Book Expo America kicked off Tuesday morning’s author breakfast with attendees lined up early to enter and offered the classic mix of humor, appreciation and creative inspiration. In a new twist, BEA is live streaming the marquee convention events, and the stream actually worked. (We have the player on the PublishersMarketplace.com home page, and you can find it on many other trade sites, as well as BEA’s own site.)
Emcee Stephen Colbert was in classic form, setting the stage for “three of the world’s best authors of books other than mine.” Of his own forthcoming book AMERICA AGAIN: Re-Becoming the Greatness We Never Weren’t, Colbert noted that “following the success of The Avengers, I wanted my new book to be 3D…. The pages turn right at you.” He added, “I’m not kidding,” and blads given out at the breakfast did include 3D classses and boasted pages in 3-D High Def, to “experience depthiness.”

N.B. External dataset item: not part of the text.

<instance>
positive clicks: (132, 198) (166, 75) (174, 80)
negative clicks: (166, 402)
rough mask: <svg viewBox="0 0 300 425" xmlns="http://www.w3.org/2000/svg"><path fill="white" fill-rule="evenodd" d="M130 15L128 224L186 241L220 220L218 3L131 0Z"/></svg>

Introducing the first author, Junot Diaz, Colbert noted how it “must have been exciting to the see the Pulitzer’s Prize van pull up to your house, with the balloons and the check.”
Diaz expressed his genuine admiration for the role booksellers play in our lives: “You’re the capillary strength of our democratic society. It’s that passing of books…the simple, humble mundane labor of giving books to people that in some ways nourishes what we call our American democracy, and it’s not a small debt we owe.”
He was followed by Barbara Kingsolver, who acknowledged that “everything about books is changing very fast. It used to be when I wrote a book I knew exactly where it would end up–on a shelf…in between Stephen King and Maxine Hong Kingston.” Now, “it might end up on a shelf, or on a phone, or in some teeny tiny form on a device in between Angry Birds and Whack-a-Mole. I don’t know what I’m doing in there.”
While “we are all jockeying for the attention of the reader, who we know call the consumer, trying to wrestle a little attention away from Angry Birds,” Kingsolver acknowledged that it has always been the case. “The literary reader is a small but probably stable demographic. We have our place. We absorb and pass on information in a way that endures…. The only thing that will resonate with the reader is those things that will stay true forever.”
Closing author Jo Nesbo presented an entertaining tour of all the things he did before becoming an international bestselling novelist, from soccer player to mediocre rock guitarist to stock broker and beyond. He told the capacity crowd “you guys are so good at speaking English” and remarked about “the best part of reading my own books in English; there are long words in there that I don’t understand and it even makes me proud: I wrote that word.”